"Żart" w fotoradarze wart 30 punktów: Pokazywali policjantom środkowy palec
[img:3609cb2222]http://www.dziennikwschodni.pl/apps/pbcsi.dll/bilde?Site=DW&Date=20100521&Category=LUBLIN&ArtNo=113848714&Ref=AR&border=0&MaxW=500[/img:3609cb2222]
Przejeżdżał rozpędzony przed fotoradarem i wykonywał w kierunku aparatu obelżywy gest. I tak trzy razy. Teraz 26-latka z Lublina czeka sprawa w sądzie. Ale tylko za przekroczenie prędkości.
Policja się nie obraża, ale ma dobrą pamięć. Przekonał się o tym mężczyzna na zdjęciu wykonujący wulgarny gest w stronę fotoradaru
(Fot. Policja)
– Dwóch młodych ludzi zauważyło, że fotoradar zainstalowany przy ul. Unii Lubelskiej w Lublinie robi zdjęcia. Postanowili się zabawić – mówi Arkadiusz Arciszewski z lubelskiej policji. – Zdjęli tablice rejestracyjne z przodu i kilka razy bardzo szybko przejechali przed urządzeniem. Pokazując przy tym charakterystyczny gest z wysuniętym środkowym palcem.

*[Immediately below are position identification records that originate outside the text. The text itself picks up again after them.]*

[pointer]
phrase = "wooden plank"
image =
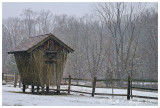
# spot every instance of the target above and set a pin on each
(47, 51)
(141, 80)
(113, 80)
(128, 88)
(94, 86)
(79, 92)
(110, 94)
(69, 84)
(78, 79)
(82, 79)
(142, 88)
(145, 97)
(59, 90)
(81, 85)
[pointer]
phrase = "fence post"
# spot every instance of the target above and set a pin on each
(47, 90)
(131, 87)
(32, 89)
(58, 89)
(69, 84)
(128, 89)
(2, 76)
(94, 85)
(37, 89)
(15, 79)
(19, 81)
(24, 87)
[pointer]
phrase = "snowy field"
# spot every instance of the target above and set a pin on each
(11, 97)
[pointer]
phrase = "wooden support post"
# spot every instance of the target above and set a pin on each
(69, 84)
(19, 81)
(58, 89)
(94, 85)
(47, 90)
(42, 89)
(15, 79)
(24, 87)
(37, 89)
(32, 89)
(128, 89)
(2, 76)
(131, 88)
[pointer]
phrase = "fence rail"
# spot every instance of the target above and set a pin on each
(128, 87)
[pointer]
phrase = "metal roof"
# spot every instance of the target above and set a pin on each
(31, 42)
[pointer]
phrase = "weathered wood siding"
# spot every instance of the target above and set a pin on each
(34, 69)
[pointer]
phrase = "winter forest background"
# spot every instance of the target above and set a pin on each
(116, 40)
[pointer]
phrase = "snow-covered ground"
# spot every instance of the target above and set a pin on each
(11, 97)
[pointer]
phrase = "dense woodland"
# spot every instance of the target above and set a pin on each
(116, 40)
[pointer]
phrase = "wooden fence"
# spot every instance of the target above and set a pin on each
(129, 86)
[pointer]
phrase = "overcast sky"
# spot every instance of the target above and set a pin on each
(13, 9)
(10, 9)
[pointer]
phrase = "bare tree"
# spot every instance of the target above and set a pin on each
(121, 20)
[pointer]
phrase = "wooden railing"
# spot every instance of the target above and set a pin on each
(128, 82)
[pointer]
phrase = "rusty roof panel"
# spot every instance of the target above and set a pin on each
(32, 41)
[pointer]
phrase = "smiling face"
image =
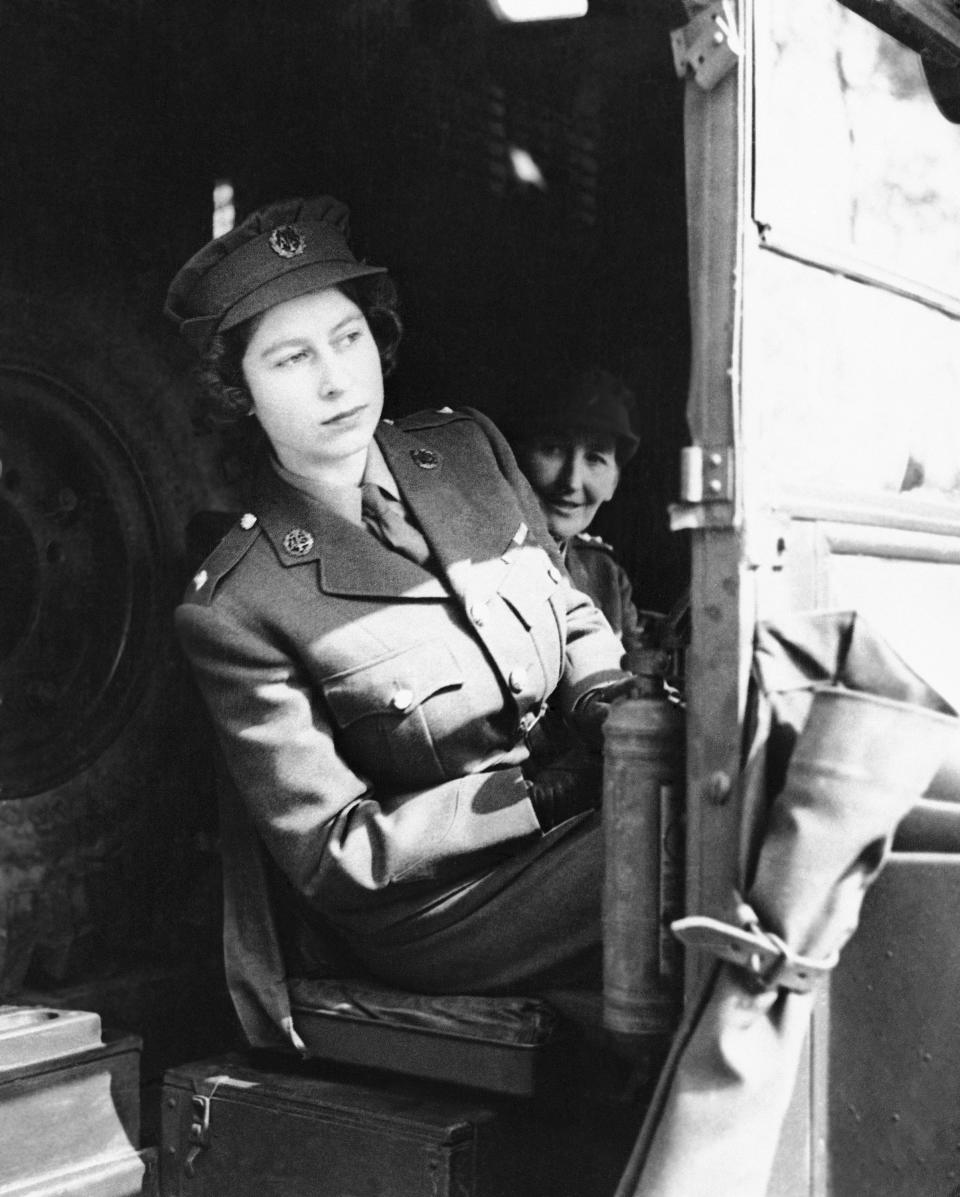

Młodzi ludzie przekonani o swojej bezkarności rozpędzali się przed fotoradarem do 130 km/h. Za każdym razem aparat robił zdjęcie, bo na tym odcinku obowiązuje ograniczenie do 70 km/h. – W sumie kierowca za trzy przejazdy zebrał 30 punktów – dodaje Arciszewski.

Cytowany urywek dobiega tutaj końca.